«Mais Mme. d'Antraygues, qui connaissait les hommes, m'enseigna l'autre vengeance. Il ne faut pas la condamner, car c'est un brave coeur; elle a ses heures de fragilité, mais elle a gardé toute sa noblesse d'âme.

«Sur ses conseils, je me jetai donc la tête la première dans ce tourbillon de la comédie parisienne, dans ce steeple-chase de toute la folie du luxe et de l'amour. La pauvre Violette, foulée aux pieds, devint l'orgueilleuse Violette de Parme. Ce fut Mme. d'Antraygues, qui me donna mon premier billet de mille francs avant de partir pour l'Irlande. J'avais été très malade, presque condamnée, mais elle me dit que j'étais plus belle que jamais, la première fois qu'elle me conduisit boire du lait au Pré Catelan par des chemins détournés, car elle se cachait et je ne voulais pas me montrer.

«C'était sans doute parce que nous nous cachions que nous fûmes surprises. Le prince Rio vint vers nous et demanda à la comtesse l'honneur de m'être présenté. Vous avez raison, lui dit-elle, car celle que vous voyez là, dans tout l'éclat de ses vingt ans et de sa beauté, est une princesse par la grâce de Dieu. Elle ne vous dira jamais son nom; elle ne veut être connue à Paris que sous le nom de Violette de Parme.

«L'orgueil qui m'avait perdue parce que M. de Parisis était duc, me perdit encore une fois parce que celui qui nous parlait était prince. Je sentis tout de suite que je ne l'aimerais pas, mais c'était l'homme qu'il me fallait pour jouer mon jeu. Je ne fis pas trop de façons pour aller dîner avec lui dans un salon du Petit-Moulin-Rouge. Je savais que le duc y allait quelquefois, je ne désespérais pas de le rencontrer et de passer fièrement devant lui au bras du prince.

«A la fin du dîner, on était éperdument amoureux de moi, on m'offrait des diamants, un hôtel, des équipages. Je ne rentrai pas chez moi; mais tout en allant chez le prince, j'étais bien décidée à ne pas être sa maîtresse.

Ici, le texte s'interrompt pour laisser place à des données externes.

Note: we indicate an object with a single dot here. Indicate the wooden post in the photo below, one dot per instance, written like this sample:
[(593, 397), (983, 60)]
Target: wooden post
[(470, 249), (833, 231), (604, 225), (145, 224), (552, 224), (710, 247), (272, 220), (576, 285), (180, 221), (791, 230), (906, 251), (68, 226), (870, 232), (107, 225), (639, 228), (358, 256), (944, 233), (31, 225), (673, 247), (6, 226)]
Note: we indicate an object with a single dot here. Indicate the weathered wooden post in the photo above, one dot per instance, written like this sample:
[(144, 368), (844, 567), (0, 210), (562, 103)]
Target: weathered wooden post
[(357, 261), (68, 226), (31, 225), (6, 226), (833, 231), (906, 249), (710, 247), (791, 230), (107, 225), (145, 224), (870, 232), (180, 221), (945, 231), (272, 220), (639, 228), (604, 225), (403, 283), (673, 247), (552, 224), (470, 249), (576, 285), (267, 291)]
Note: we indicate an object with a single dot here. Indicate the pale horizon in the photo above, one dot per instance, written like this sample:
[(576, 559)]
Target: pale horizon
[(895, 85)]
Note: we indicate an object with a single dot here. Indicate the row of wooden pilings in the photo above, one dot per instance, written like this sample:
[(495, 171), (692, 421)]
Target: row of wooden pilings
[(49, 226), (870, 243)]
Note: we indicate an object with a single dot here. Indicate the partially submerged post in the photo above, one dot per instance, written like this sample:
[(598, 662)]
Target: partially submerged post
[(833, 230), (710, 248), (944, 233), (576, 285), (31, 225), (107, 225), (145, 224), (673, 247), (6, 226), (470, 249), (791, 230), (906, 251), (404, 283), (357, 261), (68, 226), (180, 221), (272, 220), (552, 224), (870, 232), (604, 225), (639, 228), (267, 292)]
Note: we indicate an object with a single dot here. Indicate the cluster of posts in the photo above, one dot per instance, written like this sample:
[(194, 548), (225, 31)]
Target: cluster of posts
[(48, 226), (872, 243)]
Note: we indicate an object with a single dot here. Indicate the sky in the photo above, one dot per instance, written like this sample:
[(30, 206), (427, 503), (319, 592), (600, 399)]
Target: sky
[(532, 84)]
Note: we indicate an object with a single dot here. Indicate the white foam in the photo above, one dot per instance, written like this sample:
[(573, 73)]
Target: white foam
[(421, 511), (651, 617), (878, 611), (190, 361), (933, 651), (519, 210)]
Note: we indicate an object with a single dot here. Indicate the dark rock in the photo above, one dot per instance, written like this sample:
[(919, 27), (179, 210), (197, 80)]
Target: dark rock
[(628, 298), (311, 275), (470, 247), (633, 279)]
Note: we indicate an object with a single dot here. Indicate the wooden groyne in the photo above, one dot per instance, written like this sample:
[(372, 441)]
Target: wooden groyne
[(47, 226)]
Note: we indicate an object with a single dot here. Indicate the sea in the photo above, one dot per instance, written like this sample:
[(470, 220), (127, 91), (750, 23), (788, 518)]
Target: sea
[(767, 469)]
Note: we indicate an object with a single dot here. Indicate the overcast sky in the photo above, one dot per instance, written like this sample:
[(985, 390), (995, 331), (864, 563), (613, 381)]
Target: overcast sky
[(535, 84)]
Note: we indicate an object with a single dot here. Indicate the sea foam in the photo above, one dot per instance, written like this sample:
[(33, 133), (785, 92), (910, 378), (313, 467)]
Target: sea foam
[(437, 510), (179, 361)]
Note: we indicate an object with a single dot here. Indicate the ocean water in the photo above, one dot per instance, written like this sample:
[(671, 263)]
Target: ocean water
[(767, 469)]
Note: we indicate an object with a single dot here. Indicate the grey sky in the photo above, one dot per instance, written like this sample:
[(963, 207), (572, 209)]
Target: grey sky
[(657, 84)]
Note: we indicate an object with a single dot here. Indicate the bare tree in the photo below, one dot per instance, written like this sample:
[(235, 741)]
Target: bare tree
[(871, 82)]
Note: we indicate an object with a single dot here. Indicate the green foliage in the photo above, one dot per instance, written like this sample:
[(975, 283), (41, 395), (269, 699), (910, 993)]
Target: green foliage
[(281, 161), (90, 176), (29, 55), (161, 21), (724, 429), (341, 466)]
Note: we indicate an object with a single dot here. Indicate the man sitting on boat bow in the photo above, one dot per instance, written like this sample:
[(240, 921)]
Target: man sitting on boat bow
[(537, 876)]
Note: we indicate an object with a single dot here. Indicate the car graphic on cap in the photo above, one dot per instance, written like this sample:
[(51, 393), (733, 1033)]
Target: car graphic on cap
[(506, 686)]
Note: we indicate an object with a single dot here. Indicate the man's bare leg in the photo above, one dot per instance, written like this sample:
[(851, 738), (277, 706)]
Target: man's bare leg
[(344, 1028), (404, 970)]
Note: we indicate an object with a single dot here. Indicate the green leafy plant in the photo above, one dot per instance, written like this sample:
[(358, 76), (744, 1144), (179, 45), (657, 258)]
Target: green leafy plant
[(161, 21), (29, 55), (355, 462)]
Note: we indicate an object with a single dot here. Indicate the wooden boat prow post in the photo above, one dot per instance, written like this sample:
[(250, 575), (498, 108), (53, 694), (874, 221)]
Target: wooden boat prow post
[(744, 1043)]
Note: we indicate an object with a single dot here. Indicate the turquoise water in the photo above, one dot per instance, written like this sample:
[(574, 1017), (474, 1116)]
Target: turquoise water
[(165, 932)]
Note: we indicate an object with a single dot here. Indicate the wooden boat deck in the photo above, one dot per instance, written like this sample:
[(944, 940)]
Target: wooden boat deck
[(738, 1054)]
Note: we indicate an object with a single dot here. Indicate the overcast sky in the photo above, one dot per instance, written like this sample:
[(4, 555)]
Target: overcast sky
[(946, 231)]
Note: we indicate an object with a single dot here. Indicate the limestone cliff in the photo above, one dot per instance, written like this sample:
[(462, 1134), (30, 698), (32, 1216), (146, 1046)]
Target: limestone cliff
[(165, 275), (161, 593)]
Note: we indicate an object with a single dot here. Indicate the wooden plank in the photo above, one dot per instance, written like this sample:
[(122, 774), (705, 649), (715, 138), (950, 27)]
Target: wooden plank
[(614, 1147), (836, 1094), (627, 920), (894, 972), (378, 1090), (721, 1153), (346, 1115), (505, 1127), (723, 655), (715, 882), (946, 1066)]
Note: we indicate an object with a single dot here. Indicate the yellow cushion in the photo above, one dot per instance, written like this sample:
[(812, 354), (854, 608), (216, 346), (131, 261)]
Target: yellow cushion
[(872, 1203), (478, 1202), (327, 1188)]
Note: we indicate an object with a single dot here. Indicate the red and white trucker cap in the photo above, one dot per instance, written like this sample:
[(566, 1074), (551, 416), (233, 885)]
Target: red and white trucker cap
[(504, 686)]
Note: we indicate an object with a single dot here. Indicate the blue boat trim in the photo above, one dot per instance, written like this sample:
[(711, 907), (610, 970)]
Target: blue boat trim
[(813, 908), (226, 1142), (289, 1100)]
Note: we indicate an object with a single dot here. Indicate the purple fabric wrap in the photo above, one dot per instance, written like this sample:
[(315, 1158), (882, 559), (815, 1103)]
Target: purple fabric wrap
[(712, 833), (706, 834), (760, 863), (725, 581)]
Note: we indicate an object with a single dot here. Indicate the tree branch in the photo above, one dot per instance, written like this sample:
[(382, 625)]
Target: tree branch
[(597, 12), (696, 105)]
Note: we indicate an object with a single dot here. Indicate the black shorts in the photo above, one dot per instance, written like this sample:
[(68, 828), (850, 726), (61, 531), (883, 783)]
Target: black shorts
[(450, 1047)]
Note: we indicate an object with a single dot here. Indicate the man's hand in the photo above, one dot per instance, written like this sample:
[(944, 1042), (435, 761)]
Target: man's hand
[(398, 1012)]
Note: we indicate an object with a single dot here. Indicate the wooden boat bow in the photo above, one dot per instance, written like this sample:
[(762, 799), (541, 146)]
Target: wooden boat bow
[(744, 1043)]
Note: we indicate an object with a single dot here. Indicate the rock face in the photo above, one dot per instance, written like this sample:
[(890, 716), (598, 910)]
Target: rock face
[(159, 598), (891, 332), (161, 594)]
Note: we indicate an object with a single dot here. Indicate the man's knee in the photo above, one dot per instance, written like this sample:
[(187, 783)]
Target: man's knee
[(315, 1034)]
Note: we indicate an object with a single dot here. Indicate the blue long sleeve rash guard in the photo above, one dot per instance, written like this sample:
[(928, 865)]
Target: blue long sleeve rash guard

«Le prince me trouva bizarre, mais il était bon prince; ce qu'il aimait en moi, c'était ma figure. Lui aussi était un orgueilleux, c'était déjà quelque chose que de m'afficher. Il y a des qui veulent être, il y a des gens qui veulent paraître. Ma «bizarrerie» ne l'empêcha pas de me donner cent mille francs et de me meubler, avec le luxe du plus pur Louis XVI, un hôtel rue de Marignan, où il vint trois fois par semaine dîner avec ses amis, des hommes du monde, des journalistes, des hommes politiques, des diplomates et des artistes.

«C'était bien un peu le monde de Parisis; mais comme on ne m'avait pas connue avec lui, naturellement personne ne me reconnut chez le prince.

«Cette vie-là, je vous l'avouerai, me plut beaucoup, quoique je souffrisse beaucoup, quoique je souffrisse toujours. J'espérais venir à bout de mon coeur; mais point. Plus je m'éloignais d'Octave, plus je le retrouvais.

«Il était en Angleterre quand je fis ma première entrée dans le monde du Bois. On vous a parlé du bruit qui retentit autour de moi. Quand on voit monter peu à peu une courtisane cela n'étonne personne.—Ah! c'est celle-ci!—Ah! c'est celle-là!—Connue! reconnue! tout est dit. Mais quand une courtisane apparaît un grand luxe sans qu'on puisse dire d'où elle vient, toutes les curiosités sont en éveil, elle triomphe avec éclat. C'est un feu d'artifice qui n'a pas été annoncé.

«Le prince ne pouvait croire à son bonheur; jusqu'à minuit, c'était le plus heureux des hommes, mais à minuit, je m'enfermais dans ma chambre et je me jetais voluptueusement dans la solitude de mon lit.